Hartman Nicholas, Shahinian Vahakn B, Ashby Valarie B, Price Katrina J, He Kevin
Department of Biostatistics, University of Michigan, Ann Arbor, MI, U.S.A.
Kidney Epidemiology and Cost Center, University of Michigan, Ann Arbor, MI, U.S.A.
Health Serv Outcomes Res Methodol. 2024 Jun;24(2):156-169. doi: 10.1007/s10742-023-00307-0. Epub 2023 Jun 28.
Healthcare quality measures are statistics that serve to evaluate healthcare providers and identify those that need to improve their care. Before using these measures in clinical practice, developers and reviewers assess measure reliability, which describes the degree to which differences in the measure values reflect actual variation in healthcare quality, as opposed to random noise. The Inter-Unit Reliability (IUR) is a popular statistic for assessing reliability, and it describes the proportion of total variation in a measure that is attributable to between-provider variation. However, Kalbfleisch, He, Xia, and Li (2018) [, 18, 215-225] have argued that the IUR has a severe limitation in that some of the between-provider variation may be unrelated to quality of care.

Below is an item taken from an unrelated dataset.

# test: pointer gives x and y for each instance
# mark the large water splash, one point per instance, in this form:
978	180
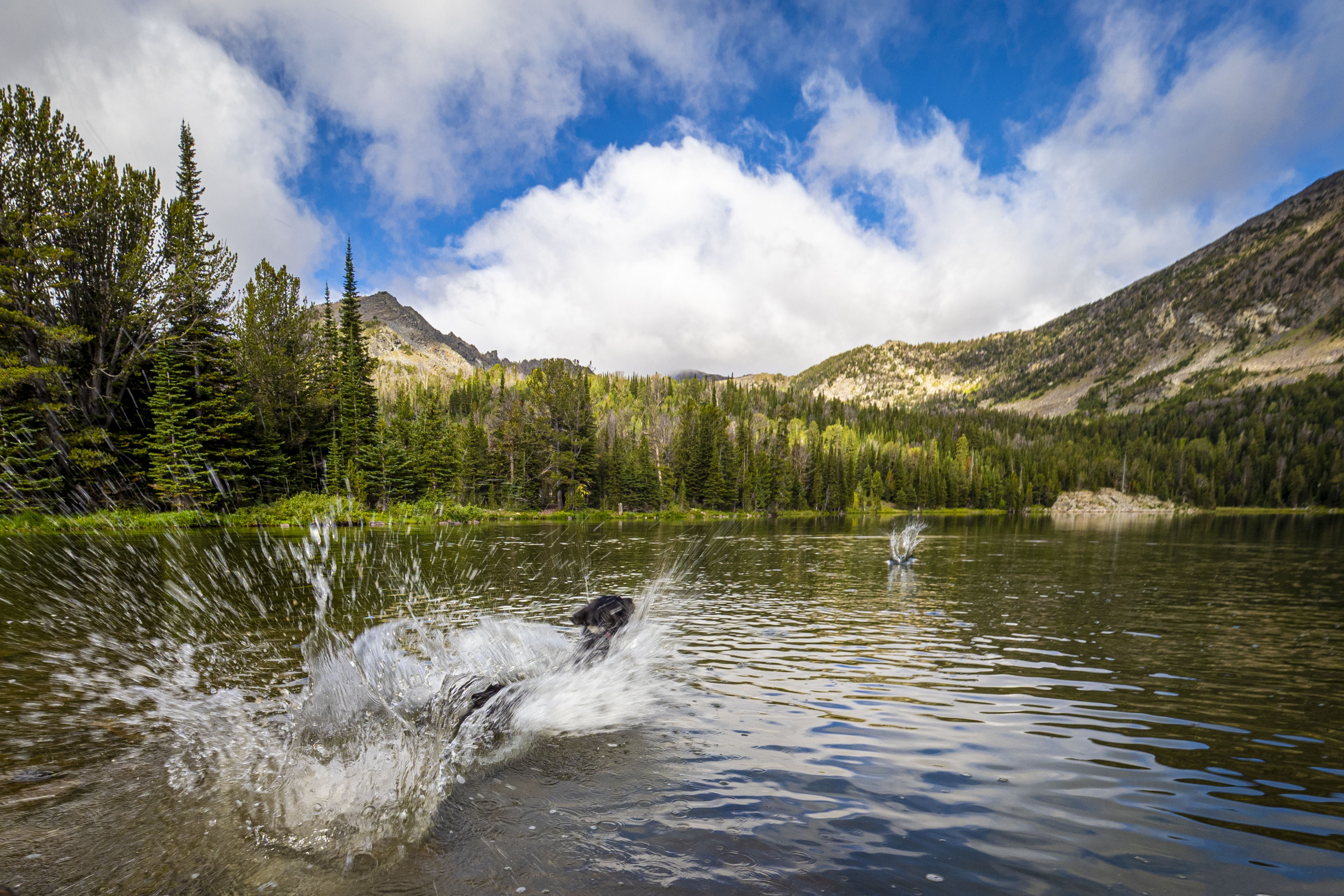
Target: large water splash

In this paper, we illustrate the practical implications of this limitation through several concrete examples. We show that certain best-practices in measure development, such as careful risk adjustment and exclusion of unstable measure values, can decrease the sample IUR value. These findings uncover potential negative consequences of discarding measures with IUR values below some arbitrary threshold.

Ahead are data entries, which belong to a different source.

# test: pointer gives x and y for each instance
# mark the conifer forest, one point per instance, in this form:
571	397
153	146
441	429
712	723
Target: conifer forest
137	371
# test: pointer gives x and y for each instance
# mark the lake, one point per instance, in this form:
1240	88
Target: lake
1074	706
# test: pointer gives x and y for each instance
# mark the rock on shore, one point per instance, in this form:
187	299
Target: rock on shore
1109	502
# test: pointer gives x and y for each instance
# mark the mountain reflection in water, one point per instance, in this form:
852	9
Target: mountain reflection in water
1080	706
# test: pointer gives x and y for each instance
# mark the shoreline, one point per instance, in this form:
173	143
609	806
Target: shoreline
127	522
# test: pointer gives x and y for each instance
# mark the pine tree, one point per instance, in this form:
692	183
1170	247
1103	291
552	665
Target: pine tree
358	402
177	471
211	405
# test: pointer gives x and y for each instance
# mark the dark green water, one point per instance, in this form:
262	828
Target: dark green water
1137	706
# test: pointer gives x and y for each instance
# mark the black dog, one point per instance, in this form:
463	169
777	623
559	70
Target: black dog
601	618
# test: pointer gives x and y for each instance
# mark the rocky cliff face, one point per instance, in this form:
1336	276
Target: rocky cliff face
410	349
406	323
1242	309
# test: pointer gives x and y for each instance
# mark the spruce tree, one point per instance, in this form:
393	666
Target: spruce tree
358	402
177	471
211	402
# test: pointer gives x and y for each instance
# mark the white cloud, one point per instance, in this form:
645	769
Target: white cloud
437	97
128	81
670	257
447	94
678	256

医疗质量指标是用于评估医疗服务提供者并识别那些需要改进其医疗服务的统计数据。在临床实践中使用这些指标之前,开发者和评审者会评估指标的可靠性,可靠性描述了指标值的差异在多大程度上反映了医疗质量的实际差异,而非随机噪声。单位间可靠性(IUR)是一种常用的评估可靠性的统计量,它描述了指标总变异中可归因于提供者间变异的比例。然而,卡尔弗莱施、何、夏和李(2018年)[, 18, 215 - 225]认为IUR有一个严重的局限性,即提供者间的某些变异可能与医疗质量无关。在本文中,我们通过几个具体例子说明了这一局限性的实际影响。我们表明,指标开发中的某些最佳实践,如仔细的风险调整和排除不稳定的指标值,可以降低样本IUR值。这些发现揭示了丢弃IUR值低于某个任意阈值的指标可能带来的潜在负面后果。